W. Büttner
Ars pro Vita

von Wolfgang Büttner

Nun war es endlich soweit. Das kolossale Bassin hatte man bis zum Rand geflutet, sodass die noble Gesellschaft ihrem Pläsier frönen und im Weine, dem Schäumenden, baden konnte. Bestes Kaiserwetter herrschte zum Geburtstag der Monarchin, wie es zu erwarten war in einem Landstrich, in dem die Sonne sich täglich am Firmament zeigte. In Beckennähe befand sich das Buffet mit Marzipantorte neben kandierter gewürfelter Mangostane in Aprikosensaft sowie Sapotillenkuchen. Die Gäste drängten sich, dass kein Blatt Papier mehr zwischen zwei von ihnen hindurch passte, wovon ich mich leicht überzeugen konnte; Wissenschaftler sind zu allen Zeiten ihren Studienobjekten nahe gewesen.

 
 

Der Oberküchenmeister überraschte ihre Majestät mit einer vorzüglichen Extra-Geburtstagstorte mit Preiselbeeren, von der sie mir gleichfalls anbot. Zögernd entschied ich mich für ein Tortenstück, von dem ich gerade mal die Hälfte schaffte. Den Rest ließ ich mir einpacken. Hier bewahrheitete sich aufs Neue der Spruch der Genießer „Leben allein reicht nicht – man muss schließlich auch zu leben verstehen“.
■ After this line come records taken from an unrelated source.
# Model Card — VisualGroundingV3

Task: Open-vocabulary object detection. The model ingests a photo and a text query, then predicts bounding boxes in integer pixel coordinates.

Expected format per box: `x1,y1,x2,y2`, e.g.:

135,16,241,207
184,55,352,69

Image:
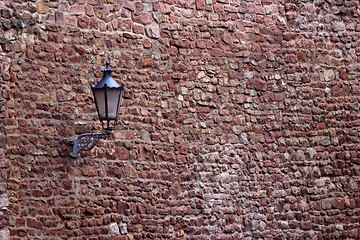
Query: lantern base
70,131,111,158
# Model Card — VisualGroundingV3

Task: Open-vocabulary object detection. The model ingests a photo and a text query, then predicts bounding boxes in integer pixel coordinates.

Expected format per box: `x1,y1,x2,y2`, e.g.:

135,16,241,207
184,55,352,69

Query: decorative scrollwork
70,132,110,158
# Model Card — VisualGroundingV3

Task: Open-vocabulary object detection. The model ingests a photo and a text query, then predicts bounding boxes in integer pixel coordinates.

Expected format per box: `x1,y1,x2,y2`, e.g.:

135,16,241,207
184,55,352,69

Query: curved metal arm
70,132,110,158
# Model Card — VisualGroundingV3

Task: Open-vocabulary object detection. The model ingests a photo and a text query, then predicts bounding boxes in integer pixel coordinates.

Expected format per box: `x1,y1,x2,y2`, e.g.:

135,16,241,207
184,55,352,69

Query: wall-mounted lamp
70,61,125,158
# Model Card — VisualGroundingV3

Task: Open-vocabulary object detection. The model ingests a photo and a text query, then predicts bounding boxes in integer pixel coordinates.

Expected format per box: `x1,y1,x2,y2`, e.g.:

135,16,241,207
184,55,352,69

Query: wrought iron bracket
70,131,111,158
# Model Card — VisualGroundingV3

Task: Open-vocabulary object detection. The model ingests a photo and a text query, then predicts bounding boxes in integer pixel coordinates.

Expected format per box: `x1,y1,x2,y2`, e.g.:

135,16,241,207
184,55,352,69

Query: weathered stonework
0,0,360,240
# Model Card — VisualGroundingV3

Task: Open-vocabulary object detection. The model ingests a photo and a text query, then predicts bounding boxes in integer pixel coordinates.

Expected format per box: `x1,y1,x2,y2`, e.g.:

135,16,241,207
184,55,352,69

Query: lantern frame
70,60,125,158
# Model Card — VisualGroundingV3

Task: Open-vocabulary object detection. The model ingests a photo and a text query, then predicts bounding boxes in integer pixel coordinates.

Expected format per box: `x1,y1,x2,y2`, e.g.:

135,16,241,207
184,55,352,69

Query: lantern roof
93,60,125,88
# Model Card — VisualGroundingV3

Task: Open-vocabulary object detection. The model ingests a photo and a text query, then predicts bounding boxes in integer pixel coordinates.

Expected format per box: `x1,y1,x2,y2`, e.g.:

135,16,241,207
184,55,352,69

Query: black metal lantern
91,61,125,131
70,61,125,158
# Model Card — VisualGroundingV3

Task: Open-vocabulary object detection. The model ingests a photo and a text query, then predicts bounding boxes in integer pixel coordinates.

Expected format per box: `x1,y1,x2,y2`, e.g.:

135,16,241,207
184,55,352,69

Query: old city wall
0,0,360,239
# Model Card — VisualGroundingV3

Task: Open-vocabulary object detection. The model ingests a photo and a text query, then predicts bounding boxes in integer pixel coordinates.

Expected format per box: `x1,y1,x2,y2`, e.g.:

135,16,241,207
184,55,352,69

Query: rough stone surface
0,0,360,240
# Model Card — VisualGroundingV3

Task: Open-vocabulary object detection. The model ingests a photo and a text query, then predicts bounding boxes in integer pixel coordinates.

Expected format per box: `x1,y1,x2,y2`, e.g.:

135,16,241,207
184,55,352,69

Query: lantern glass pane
93,88,106,120
107,88,121,120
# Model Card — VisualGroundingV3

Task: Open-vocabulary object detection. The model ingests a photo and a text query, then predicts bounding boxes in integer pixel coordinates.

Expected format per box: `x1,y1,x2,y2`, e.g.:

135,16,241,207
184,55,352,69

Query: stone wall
0,0,360,240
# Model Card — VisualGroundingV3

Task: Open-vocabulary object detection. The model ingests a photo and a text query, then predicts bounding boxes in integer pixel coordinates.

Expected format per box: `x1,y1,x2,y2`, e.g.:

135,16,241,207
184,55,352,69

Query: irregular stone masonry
0,0,360,240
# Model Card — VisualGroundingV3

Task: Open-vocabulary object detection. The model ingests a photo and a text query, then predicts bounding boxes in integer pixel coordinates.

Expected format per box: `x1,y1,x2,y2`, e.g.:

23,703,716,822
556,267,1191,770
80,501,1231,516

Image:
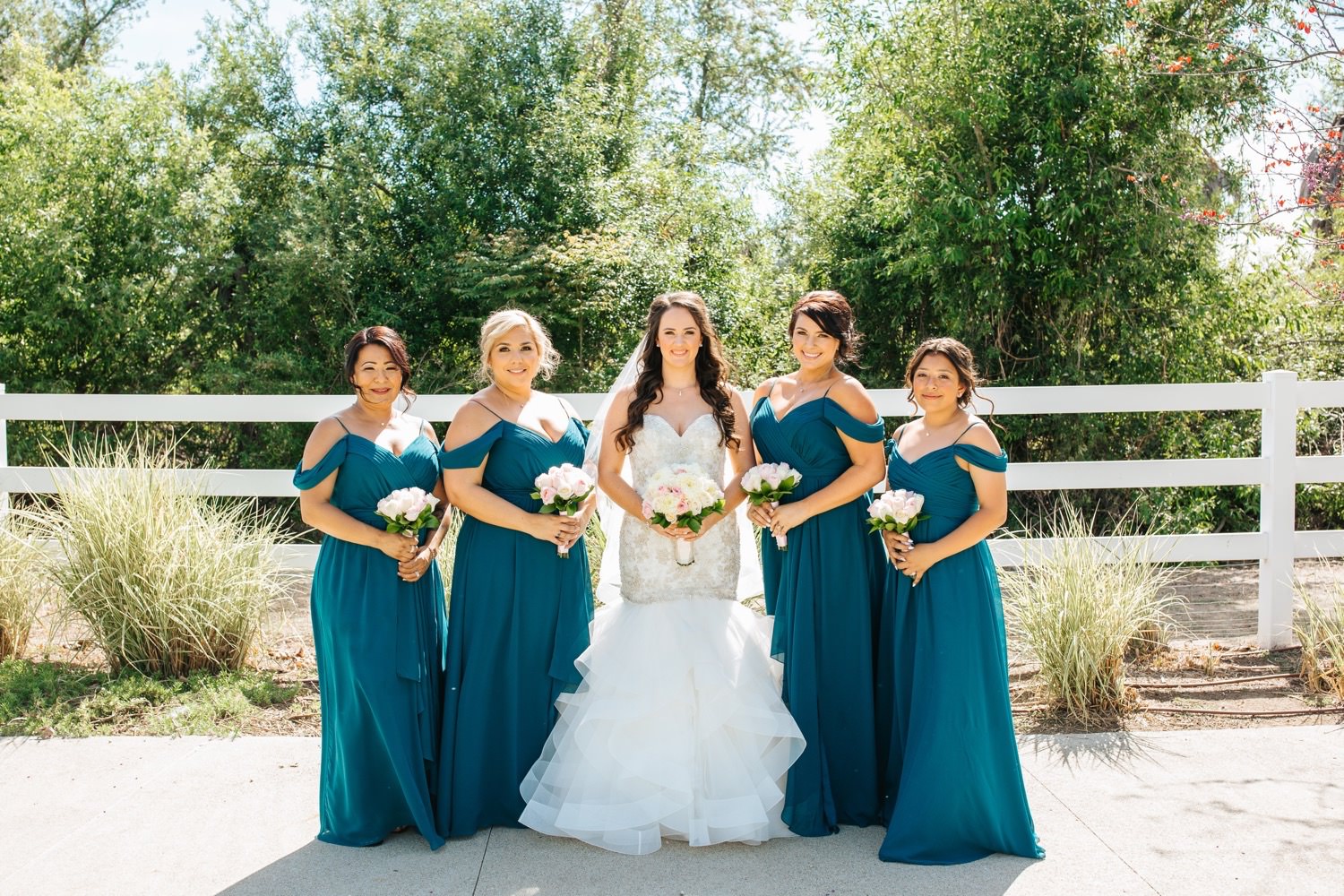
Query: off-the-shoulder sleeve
295,435,346,492
438,420,504,470
952,442,1008,473
822,399,886,442
573,417,593,447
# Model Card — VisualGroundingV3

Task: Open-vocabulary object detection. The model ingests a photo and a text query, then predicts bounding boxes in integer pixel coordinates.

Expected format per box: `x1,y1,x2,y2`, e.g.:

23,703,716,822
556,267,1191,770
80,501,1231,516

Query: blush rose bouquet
532,463,597,559
642,463,723,565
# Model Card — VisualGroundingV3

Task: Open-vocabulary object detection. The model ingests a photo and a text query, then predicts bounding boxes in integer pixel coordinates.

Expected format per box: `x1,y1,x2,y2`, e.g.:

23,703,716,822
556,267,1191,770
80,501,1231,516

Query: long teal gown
295,424,446,849
878,444,1046,866
752,396,884,837
435,419,593,837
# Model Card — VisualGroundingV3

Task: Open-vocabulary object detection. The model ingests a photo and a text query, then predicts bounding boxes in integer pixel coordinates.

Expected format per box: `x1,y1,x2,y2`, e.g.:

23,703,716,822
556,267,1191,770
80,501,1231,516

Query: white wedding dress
521,414,804,855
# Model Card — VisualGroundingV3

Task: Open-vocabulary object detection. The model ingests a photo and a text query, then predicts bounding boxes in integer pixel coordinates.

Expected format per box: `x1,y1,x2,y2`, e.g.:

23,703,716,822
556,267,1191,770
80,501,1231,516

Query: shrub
47,442,292,676
1003,505,1177,721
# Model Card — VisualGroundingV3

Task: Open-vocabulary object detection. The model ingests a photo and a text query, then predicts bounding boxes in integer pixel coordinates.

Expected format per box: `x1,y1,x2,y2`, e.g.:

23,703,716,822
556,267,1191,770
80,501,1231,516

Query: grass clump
0,513,53,659
1003,505,1176,723
0,659,300,737
47,444,292,677
1293,574,1344,700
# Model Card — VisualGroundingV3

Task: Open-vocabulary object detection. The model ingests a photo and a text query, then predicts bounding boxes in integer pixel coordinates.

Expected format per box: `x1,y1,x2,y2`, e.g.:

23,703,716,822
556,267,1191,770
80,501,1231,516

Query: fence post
0,383,10,520
1257,371,1297,649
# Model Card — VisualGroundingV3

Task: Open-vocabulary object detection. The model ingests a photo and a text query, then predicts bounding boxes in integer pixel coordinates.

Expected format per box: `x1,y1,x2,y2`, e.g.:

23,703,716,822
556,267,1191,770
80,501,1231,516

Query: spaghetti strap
419,417,444,449
467,398,508,423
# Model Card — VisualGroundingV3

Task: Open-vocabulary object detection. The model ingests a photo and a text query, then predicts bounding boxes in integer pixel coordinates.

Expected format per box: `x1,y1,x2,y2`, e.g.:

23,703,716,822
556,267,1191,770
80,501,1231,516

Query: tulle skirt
521,599,804,855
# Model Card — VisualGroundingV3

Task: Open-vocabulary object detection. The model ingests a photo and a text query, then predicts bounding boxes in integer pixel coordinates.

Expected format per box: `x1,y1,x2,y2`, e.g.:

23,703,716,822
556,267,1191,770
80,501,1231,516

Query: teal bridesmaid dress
878,435,1046,866
435,418,593,837
295,425,446,849
752,396,884,837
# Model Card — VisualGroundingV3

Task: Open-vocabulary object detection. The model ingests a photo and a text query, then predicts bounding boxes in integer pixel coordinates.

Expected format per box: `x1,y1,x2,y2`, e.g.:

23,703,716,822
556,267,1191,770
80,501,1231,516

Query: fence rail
0,371,1344,648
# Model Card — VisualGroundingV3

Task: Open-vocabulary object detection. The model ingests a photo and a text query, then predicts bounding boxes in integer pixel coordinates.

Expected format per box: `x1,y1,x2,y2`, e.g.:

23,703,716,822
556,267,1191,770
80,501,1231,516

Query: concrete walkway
0,727,1344,896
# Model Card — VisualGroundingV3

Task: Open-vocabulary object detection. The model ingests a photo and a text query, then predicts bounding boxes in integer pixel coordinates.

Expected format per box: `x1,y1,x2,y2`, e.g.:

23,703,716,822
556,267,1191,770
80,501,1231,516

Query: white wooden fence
0,371,1344,648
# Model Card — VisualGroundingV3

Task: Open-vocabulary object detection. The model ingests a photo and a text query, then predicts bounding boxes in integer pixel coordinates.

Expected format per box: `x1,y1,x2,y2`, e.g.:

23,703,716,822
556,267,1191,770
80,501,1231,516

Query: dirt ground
21,562,1344,735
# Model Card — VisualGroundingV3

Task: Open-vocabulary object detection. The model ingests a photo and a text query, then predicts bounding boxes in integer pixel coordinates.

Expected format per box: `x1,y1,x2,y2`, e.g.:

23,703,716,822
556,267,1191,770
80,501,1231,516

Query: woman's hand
378,532,421,563
897,544,943,587
677,513,723,541
529,513,583,548
644,520,695,541
882,532,916,570
564,489,597,551
771,501,812,536
397,546,438,582
747,504,774,530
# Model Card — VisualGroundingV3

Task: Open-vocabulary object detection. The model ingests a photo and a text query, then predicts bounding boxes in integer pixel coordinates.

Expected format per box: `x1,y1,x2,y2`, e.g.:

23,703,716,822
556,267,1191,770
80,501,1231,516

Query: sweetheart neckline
644,411,714,439
346,430,429,461
500,417,574,444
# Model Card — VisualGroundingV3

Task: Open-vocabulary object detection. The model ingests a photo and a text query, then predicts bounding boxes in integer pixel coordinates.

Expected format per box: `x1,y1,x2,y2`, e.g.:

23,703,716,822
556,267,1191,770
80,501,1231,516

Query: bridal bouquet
642,465,723,565
378,487,438,538
532,463,596,559
868,489,929,533
742,462,803,551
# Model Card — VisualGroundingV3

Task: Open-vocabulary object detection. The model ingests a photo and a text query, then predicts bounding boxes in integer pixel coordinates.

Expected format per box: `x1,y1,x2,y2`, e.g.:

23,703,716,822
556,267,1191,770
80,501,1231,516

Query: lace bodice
621,414,741,603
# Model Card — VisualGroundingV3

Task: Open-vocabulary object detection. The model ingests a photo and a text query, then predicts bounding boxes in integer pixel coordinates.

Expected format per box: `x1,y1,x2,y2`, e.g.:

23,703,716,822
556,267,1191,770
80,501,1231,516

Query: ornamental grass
1002,505,1179,723
1293,570,1344,700
0,512,53,659
47,441,293,677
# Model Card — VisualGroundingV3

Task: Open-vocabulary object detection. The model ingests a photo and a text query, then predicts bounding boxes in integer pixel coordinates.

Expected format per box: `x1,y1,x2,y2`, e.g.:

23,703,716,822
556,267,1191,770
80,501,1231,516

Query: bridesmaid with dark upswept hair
749,291,886,837
295,326,448,849
878,336,1046,866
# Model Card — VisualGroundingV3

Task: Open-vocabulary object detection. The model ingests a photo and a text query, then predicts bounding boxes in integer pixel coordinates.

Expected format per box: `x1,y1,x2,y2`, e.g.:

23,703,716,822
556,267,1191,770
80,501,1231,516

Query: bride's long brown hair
616,291,738,452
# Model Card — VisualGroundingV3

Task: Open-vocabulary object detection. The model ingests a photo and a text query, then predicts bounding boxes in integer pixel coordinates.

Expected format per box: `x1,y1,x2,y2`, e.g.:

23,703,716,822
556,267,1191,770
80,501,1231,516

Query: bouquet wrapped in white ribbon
642,465,723,565
742,462,803,551
532,463,597,559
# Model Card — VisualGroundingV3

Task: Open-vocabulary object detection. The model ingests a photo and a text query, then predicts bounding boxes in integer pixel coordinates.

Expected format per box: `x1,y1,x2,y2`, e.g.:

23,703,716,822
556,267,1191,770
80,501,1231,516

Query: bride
521,293,804,855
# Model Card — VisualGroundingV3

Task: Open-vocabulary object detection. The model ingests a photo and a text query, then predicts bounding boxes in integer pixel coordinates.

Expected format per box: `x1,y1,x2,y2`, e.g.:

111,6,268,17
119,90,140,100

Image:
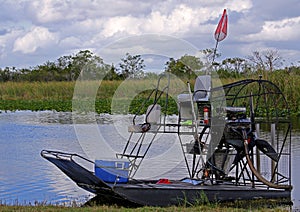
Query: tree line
0,49,300,82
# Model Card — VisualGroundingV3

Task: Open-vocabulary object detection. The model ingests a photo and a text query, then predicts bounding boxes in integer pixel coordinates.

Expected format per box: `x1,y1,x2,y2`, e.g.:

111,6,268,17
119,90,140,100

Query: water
0,111,300,208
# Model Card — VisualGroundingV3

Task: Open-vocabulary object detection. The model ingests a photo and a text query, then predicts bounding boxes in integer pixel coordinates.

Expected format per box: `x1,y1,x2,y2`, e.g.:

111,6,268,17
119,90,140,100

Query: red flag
215,9,227,42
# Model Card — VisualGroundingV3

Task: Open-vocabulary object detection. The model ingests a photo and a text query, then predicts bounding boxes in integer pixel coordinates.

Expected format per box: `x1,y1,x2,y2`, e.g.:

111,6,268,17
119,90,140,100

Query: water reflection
0,111,300,209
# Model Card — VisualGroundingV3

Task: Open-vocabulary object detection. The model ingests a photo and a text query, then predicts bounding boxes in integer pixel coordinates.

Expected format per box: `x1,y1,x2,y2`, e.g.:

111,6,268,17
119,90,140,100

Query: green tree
248,49,282,72
119,53,145,79
165,55,203,79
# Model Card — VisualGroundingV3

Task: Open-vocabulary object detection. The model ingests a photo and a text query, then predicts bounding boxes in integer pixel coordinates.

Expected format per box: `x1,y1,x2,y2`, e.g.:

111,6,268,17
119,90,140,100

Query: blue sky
0,0,300,68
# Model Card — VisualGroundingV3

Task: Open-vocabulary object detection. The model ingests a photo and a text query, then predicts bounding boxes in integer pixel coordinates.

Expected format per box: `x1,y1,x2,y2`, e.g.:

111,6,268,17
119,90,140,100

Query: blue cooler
95,159,129,183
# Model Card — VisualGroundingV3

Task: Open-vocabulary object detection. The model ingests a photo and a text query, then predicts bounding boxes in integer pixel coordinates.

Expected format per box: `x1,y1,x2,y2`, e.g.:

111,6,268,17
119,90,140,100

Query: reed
0,71,300,115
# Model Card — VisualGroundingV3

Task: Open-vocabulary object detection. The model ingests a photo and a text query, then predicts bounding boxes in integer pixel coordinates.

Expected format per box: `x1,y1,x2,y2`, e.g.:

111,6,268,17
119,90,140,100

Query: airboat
41,75,292,206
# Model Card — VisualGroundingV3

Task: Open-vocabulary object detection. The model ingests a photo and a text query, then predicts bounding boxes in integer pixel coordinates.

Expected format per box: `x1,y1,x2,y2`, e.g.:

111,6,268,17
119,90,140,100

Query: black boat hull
41,150,291,206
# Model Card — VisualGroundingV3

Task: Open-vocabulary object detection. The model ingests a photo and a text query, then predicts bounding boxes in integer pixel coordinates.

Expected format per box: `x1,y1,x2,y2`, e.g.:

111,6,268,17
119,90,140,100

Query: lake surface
0,111,300,209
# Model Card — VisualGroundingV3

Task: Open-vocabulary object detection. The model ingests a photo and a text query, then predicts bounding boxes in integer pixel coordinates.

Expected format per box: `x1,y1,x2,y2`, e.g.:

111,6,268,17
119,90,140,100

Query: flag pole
212,9,228,64
211,37,219,65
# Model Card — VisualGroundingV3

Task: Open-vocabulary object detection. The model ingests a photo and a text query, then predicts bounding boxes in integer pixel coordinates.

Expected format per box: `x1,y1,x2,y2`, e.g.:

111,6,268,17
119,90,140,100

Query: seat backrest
194,75,211,102
146,104,161,124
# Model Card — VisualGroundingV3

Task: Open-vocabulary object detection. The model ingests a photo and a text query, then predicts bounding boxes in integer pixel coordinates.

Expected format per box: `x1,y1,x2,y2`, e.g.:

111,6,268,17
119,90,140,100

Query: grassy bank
0,204,291,212
0,72,300,115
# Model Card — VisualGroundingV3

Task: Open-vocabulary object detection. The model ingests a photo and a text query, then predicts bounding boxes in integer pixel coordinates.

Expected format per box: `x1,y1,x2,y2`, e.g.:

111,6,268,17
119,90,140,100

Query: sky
0,0,300,68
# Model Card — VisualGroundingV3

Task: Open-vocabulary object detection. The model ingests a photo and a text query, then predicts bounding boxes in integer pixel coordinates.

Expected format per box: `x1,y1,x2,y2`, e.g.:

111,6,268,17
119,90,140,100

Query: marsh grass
0,71,300,115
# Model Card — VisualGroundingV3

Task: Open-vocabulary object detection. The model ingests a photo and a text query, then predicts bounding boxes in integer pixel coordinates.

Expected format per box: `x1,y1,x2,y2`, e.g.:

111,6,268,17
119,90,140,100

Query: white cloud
0,0,300,66
245,16,300,42
13,27,57,54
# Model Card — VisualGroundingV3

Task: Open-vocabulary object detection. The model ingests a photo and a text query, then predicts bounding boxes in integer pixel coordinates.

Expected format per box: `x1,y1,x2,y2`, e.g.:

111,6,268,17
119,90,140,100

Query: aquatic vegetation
0,71,300,115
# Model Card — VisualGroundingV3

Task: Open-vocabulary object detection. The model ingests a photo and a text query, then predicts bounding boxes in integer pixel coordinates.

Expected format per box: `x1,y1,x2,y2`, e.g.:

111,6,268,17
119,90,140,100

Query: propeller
227,93,279,164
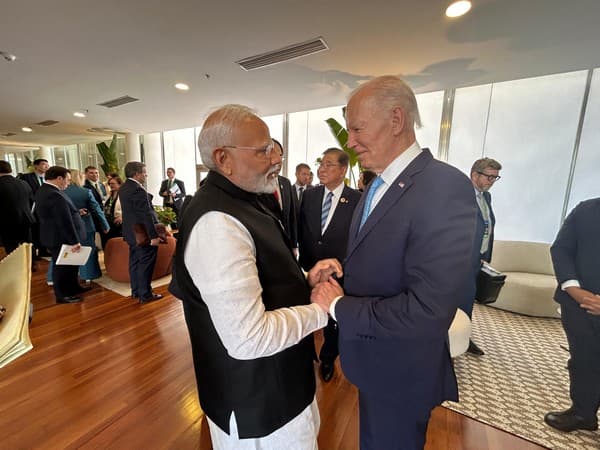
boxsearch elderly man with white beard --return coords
[172,105,342,450]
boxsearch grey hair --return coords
[348,75,421,128]
[471,158,502,173]
[198,104,257,170]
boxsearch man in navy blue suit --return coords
[298,148,360,382]
[119,161,162,303]
[544,198,600,432]
[460,158,502,356]
[311,76,477,450]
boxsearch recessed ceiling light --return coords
[446,0,471,17]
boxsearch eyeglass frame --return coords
[220,140,276,160]
[476,170,502,183]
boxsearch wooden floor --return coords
[0,262,542,450]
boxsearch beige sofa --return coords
[490,241,560,317]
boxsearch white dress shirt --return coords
[329,141,423,321]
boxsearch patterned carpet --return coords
[445,304,600,450]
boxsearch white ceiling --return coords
[0,0,600,146]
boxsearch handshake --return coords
[307,258,344,313]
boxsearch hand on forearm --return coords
[308,258,344,287]
[310,278,344,312]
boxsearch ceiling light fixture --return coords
[446,0,471,17]
[0,51,17,62]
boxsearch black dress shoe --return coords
[321,361,335,383]
[467,339,485,356]
[140,294,162,303]
[544,408,598,433]
[56,295,83,303]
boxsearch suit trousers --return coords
[319,317,340,364]
[358,390,431,450]
[50,247,79,299]
[561,300,600,419]
[129,244,158,300]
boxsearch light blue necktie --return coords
[321,191,333,233]
[358,176,383,230]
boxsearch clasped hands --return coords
[308,258,344,313]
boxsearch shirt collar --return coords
[379,141,423,186]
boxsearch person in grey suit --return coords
[0,161,34,254]
[544,198,600,432]
[35,166,90,303]
[298,148,360,382]
[311,76,477,450]
[460,158,502,356]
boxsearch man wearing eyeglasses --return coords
[174,105,342,450]
[460,158,502,356]
[298,148,360,382]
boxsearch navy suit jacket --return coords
[477,191,496,262]
[298,186,360,271]
[65,184,110,233]
[35,183,85,249]
[119,178,158,246]
[550,198,600,304]
[335,149,477,406]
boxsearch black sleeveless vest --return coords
[172,171,315,438]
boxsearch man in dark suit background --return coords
[119,161,162,303]
[35,166,91,303]
[311,76,476,450]
[544,198,600,432]
[460,158,502,356]
[19,158,50,258]
[260,139,300,248]
[158,167,185,221]
[0,161,34,254]
[298,148,360,382]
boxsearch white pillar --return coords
[125,133,142,161]
[144,133,164,205]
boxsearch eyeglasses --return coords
[221,141,275,159]
[319,163,341,169]
[477,172,501,181]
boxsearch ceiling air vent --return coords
[236,37,329,70]
[98,95,139,108]
[36,120,58,127]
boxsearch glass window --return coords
[567,69,600,212]
[484,71,587,242]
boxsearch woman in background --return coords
[100,174,123,248]
[65,169,110,281]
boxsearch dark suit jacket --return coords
[298,186,360,271]
[35,183,85,249]
[158,178,185,210]
[550,198,600,304]
[477,192,496,262]
[260,175,298,248]
[0,175,35,243]
[83,180,106,205]
[119,178,158,245]
[335,149,477,408]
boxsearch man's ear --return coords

Von der Feuchtigkeit angezogen, flatterten über dem Bassinstadion rosa Schmetterlinge. Prinzessin Astra spielte mit Harlekino, dem Hofnarren, und mir Ball im Bassin, derweil die älteren Semester der hohen Gesellschaft am Beckenrand plauderten, sofern sie sich nicht Torte munden ließen oder einfach im prickelnden Nass entspannten. Der Affe des Königs verfolgte vom Schwimmbeckenrand aus das bunte Treiben. Beide Königlichen Hoheiten, wie gewöhnlich würdevoll, krönten mit ihrer Anwesenheit die Veranstaltung.

Einer der rosafarbenen Falter trieb mit ausgebreiteten Flügeln, wehrlos dem Wellenspiel ausgeliefert, drei Ellen vor Prinzessin Astra entfernt im Bassin. Da sie ihn so hilflos in den Wellen schaukeln sah – er muss wohl bei unserem Spiel nass gespritzt worden sein –, nahm die Königstochter ihn behutsam auf ihre Hand, brachte ihn zum Beckenrand, wo sie ihn sanft ablegte, damit er seine Flügel daselbst auf den warmen Fliesen trocknen lassen könne.

Es dauerte gar nicht lange, da machte der Schmetterling sich auf und davon.

Als die Geburtstagsgesellschaft dem Schwimmbecken entstiegen, von den Dienern abgetrocknet, sich angekleidet – das Herrscherpaar in purpurfarbenen goldbestickten Seidengewändern mit den Verzierungen des Königshauses – sowie das mit funkelnden Edelsteinen nebst Bernstein besetzte Goldgeschmeide (zumeist in Haifischform) von neuem angelegt hatte, durften, wie es hieß nach alter Tradition sogar Sklaven im verwässerten Alkohol baden.

Dass Untertanen so niederen Standes sich im selben Sektwasser tummeln durften wie die vornehmen Adligen und selbst ihr Herrscher und Gebieter, dünkte mich eine Geste der Wertschätzung – eine Gunst, die selbst in höher entwickelten Gesellschaften nicht jedermann zuteil wird.

Über dem Bassin glomm der Umriss der Wolken. Auf einen Wink des Königs hin zog der Zeremonienmeister flugs an einer rostigen, mit Grünspan überzogenen Kette, worauf etwas silbriges durchs Wasser schnitt. Ein Hai.

Seine Rückenflosse ragte aus dem prickelnden Schampus, in dem ich selber eben noch schwamm und sogar ein zartes, verwundbares Wesen wie die Prinzessin. Ich traute meinen Augen nicht. Unversehens tauchte überdies ein Tier von ziemlichen Ausmaßen darin auf – allem Anschein nach ein Alligator.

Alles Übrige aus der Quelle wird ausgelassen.